大王子甚至还没看清那人的脸,他的唇就先被吻住了。
只是他没有反抗,也没有大叫吸引侍卫的注意,他只是安静地待着,任由男人啃咬着他的唇。
或许是亲一个“木头人”的感觉太过差劲,男人有些羞恼地咬了一下大王子的嘴唇,刺痛的感觉让他本能地惊呼出声。
“哟,原来是活着的啊,我还以为你已经死了呢。”男人好听的声音里带着怒气,表情阴鸷。
大王子擦了擦嘴唇上的血,再次恢复了沉默,看都不看男人一眼。
两人僵持了一会儿,最后还是男人先妥协,“好,是我错了,我给凛儿你道歉,我不该在你弟旁边X你,但你不是也蛮兴奋的嘛,都把我夹……”
“闭嘴!”月凛终于再听不下去这些污言秽语,恶狠狠地出声制止了男人再说下去。
“行,我不说,我都依你,但你能不能别再对我这么冷漠了?”男人像只大狗狗,低头蹭了蹭月凛的额头,软声道:“凛儿,我想你了。”
月凛冷笑:“你是想我还是……”想睡我。
后面那三个字月凛没有说出来,但男人明白是什么,他坏笑道:“想你,也想……”
他学着月凛的样子,说一半留一半。
月凛像是厌恶他厌恶到了极致,冷冷地蹙着眉,“我不想,狼啸,我不想跟你做那种事,我觉得恶心,你还要我跟你说几次你才能听得明白?”
狼啸听见这句话也变了脸色,或者说,他又恢复了一开始嗜血阴冷的模样。
他钳起月凛的下巴,凝视着他的眼睛,道:“第一次可是你勾引的我,我跟你说了,一旦跟我做了,你这辈子就只能是我的人,除非我死,当时你是默认了的,怎么现在又想反悔?”
月凛被气得胸口剧烈起伏,冷声道:“那次是因为我被下了药,而且你说那些话的时候我已经意识不清,根本没有听见你说了什么,如果我当时知道那个人是你,我宁愿去找跟棍子都不会让你碰我。
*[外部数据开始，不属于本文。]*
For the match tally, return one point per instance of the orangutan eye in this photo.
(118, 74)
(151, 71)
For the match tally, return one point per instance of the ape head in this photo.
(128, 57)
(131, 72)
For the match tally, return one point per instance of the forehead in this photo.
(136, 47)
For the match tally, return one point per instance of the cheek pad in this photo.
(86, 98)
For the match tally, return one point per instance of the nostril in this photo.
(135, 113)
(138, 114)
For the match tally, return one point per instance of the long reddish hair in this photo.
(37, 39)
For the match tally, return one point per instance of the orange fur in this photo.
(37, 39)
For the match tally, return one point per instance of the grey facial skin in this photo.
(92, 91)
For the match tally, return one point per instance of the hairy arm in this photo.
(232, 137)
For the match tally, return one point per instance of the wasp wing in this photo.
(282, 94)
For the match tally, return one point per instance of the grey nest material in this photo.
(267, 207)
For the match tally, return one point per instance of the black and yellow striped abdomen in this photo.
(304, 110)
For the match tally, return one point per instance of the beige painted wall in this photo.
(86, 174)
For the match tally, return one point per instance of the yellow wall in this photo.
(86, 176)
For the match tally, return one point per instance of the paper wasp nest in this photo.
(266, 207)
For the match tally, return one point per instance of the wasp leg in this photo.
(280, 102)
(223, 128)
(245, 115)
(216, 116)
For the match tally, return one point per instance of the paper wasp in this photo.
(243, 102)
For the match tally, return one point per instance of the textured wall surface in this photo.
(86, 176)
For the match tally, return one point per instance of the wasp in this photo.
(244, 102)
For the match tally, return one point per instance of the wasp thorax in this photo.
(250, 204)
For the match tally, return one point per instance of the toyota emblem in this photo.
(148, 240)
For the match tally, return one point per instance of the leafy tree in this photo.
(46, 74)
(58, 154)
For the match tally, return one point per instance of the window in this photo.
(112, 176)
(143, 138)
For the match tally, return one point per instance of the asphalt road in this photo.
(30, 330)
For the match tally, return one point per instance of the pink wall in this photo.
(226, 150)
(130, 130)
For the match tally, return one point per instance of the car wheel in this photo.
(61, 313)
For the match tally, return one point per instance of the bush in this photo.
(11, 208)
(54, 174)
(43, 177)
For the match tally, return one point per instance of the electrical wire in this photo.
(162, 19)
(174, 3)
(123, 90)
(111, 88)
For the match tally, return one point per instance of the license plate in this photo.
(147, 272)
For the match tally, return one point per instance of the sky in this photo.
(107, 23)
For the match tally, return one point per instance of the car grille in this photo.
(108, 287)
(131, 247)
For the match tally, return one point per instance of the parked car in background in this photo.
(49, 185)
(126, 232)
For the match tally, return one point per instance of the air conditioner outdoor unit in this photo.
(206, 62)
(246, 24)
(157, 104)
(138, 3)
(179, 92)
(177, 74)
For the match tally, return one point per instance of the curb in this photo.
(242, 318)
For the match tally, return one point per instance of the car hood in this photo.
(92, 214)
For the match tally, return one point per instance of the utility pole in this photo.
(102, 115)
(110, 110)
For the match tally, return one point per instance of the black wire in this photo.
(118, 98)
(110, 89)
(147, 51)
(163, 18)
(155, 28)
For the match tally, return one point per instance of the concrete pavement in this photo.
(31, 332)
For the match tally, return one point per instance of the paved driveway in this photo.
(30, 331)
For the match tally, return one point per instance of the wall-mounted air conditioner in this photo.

”
“呵,棍子,棍子能比我X得你舒服?”狼啸的声音几乎是咬牙切齿,“你这么恨我,就因为我是你对手?可你别忘了,要不是你那几天用身体取悦了我,让我按兵不动,你以为你们能撑到那个老东西醒来?”
“你胡说,我没有主动要求你睡了我就按兵不动,是你自己害怕起兵不成功才放弃了,休想给我安些莫须有的罪名!”
狼啸扯了扯嘴角,“对,是我非要来睡你的,但你哪次不是一开始反抗,后面迎合,还叫我重点快点,凛儿,口是心非这个坏习惯,你小时候没改,长这么大了还是改不来,承认自己喜欢我,喜欢被我X有这么难吗?”

说起从前,月凛心里的恨意更深。
狼啸是新王室派领头人的私生子,未被父亲认回去之前跟月凛同校同班,两人一起长大,是很亲密的朋友。
直到狼啸十七岁那年,他突然转了学校,并且没有给月凛留下一点消息,月凛以为是狼啸是因为那件事单方面跟他绝交,心里也埋怨上了他。
两人于半年前的一个宴会上重逢,新王室派的领头人重病,只能住院疗养,接替他位置的是他的亲生子,也就是狼啸。
再次见到曾经的好友,月凛还来不及高兴,就先被这个消息砸懵了。
挚友变敌人,这像是兽神与月凛开的一个玩笑。
两人的身份注定了他们这辈子只能斗个你死我活,所以尽管月凛心里再牵挂这个好友,也只能远离他。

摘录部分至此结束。